Redfin and Zillow are at the center of two video privacy suits that were filed on June 25 in the U.S. District Court for the Southern District of California.

In two separate lawsuits, plaintiff Guillermo Mata accuses the real estate companies of violating the Video Privacy Protection Act and the California Invasion of Privacy Act by allegedly sending consumers’ personally identifiable data — including names and email addresses — to third-party firms such as Facebook parent Meta and Google parent Alphabet after they viewed agent-created video home tours.

The suit against Zillow lists “Reddit, Inc., Meta Platforms, Inc. (‘Meta’), Microsoft Corporation, Alphabet, Inc., and Snap, Inc. (Snapchat),” as alleged recipients of this data, while the Redfin suit also names Oracle Corp. as a third-party recipient of user data.

According to the complaints, Mata was registered for consumer accounts on both Redfin.com and Zillow.com.

In the complaints, attorneys for Mata claim that the “Defendant uses third-party code to track prerecorded videos its subscribers watch and sends that data to its third-party code vendors along with subscribers’ [personal information], all without its subscribers’ valid consent.”

“Defendant programmed such third-party tracking technology into its website for advertising purposes and to increase its profits,” the complaints add. “Defendant knew that such tracking technology would transmit site visitors’ activity, including records of which video tours they have watched, as the entire purpose of implementing such technology is so that Defendant can target advertisements or send marketing emails through the technology’s third-party providers.”

According to Mata and his attorneys, both firms “knowingly deployed third-party tracking pixels and other third-party tracking technologies” on their websites.

The complaint against Redfin also highlights a document filed with the Securities and Exchange Commission (SEC) in February 2024, in which Redfin acknowledges that it may be liable for using pixel technology.

“We use evolving tools and technology, such as pixels, in the operation of our websites. We are from time to time involved in, and may in the future be subject to, enforcement actions and private third-party claims arising from the laws to which we are subject,” the filing states. “This includes third party claims relying on older legislation as the basis for allegations of consumer data privacy violations against companies using new technology.

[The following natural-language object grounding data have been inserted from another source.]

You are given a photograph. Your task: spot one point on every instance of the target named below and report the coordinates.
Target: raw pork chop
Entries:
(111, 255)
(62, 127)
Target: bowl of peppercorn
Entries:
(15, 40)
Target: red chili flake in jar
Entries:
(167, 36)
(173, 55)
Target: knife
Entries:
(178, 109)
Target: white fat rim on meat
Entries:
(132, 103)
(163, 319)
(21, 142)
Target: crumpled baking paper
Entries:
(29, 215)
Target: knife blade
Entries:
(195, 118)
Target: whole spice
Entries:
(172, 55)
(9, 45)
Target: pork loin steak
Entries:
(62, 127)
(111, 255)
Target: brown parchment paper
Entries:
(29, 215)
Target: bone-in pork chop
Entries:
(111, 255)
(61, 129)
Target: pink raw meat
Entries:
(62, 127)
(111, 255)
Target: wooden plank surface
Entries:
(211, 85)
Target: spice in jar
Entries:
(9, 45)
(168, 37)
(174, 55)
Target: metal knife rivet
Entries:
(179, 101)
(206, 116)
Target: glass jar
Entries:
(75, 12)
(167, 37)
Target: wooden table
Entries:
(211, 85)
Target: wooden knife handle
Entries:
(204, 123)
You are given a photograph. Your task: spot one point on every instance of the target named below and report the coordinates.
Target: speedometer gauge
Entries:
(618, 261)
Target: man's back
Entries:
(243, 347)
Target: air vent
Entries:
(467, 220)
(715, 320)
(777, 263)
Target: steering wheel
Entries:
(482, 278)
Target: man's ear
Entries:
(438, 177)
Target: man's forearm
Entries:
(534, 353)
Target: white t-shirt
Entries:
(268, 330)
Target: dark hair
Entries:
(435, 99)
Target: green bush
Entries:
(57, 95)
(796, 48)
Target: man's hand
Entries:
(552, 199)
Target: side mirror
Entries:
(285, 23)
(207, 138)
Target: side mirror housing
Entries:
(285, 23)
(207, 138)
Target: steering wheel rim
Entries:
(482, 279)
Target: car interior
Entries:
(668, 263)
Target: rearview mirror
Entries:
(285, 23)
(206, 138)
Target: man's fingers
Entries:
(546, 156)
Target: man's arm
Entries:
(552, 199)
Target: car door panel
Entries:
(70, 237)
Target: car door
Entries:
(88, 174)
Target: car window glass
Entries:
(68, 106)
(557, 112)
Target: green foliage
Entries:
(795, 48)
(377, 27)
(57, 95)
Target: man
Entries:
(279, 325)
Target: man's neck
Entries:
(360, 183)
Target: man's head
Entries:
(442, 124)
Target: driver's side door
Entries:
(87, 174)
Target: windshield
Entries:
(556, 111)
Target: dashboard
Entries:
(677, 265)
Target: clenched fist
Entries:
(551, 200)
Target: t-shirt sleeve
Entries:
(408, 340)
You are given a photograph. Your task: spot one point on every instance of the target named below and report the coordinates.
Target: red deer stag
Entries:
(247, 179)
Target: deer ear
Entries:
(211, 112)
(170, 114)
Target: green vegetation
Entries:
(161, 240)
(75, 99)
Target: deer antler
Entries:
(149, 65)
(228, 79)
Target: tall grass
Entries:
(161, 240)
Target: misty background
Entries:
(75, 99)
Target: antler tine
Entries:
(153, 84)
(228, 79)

“Companies using tracking technology, including Redfin, have been the subjects of recent data privacy lawsuits brought by third-parties alleging that the use of this modern technology violates consumer privacy as defined by older laws. Many of these lawsuits have not been fully litigated, or have settled, resulting in a current state of uncertainty in the law. In addition, many cyber carriers are reconsidering how, and if, to cover losses related to pixel based claims. Our use of such technology could subject us to expensive litigation, and to greater loss exposure due to insurance limits,” the filing continues.

Both lawsuits are seeking class-action status. The classes for the Zillow suit are defined as “All persons in the United States with a Zillow account and who requested or viewed a video walkthrough tour on or through Zillow.com during the applicable limitations period,” and “all persons in California with a Zillow account and who requested or viewed a video walkthrough tour on or through Zillow.com during the applicable limitations period.”

The class definitions for the Redfin suit are similar, and are divided into all persons in the U.S. or in California “with a My Redfin account and who requested or viewed a guided video tour on or through Redfin.com during the applicable limitations period.”

Additionally, Mata is seeking orders that would ban Zillow and Redfin from “further unauthorized disclosure of consumers’ [data],” punitive damages, statutory damages, and compensation for attorneys fees and costs.

Zillow and Redfin did not return HousingWire’s requests for comment.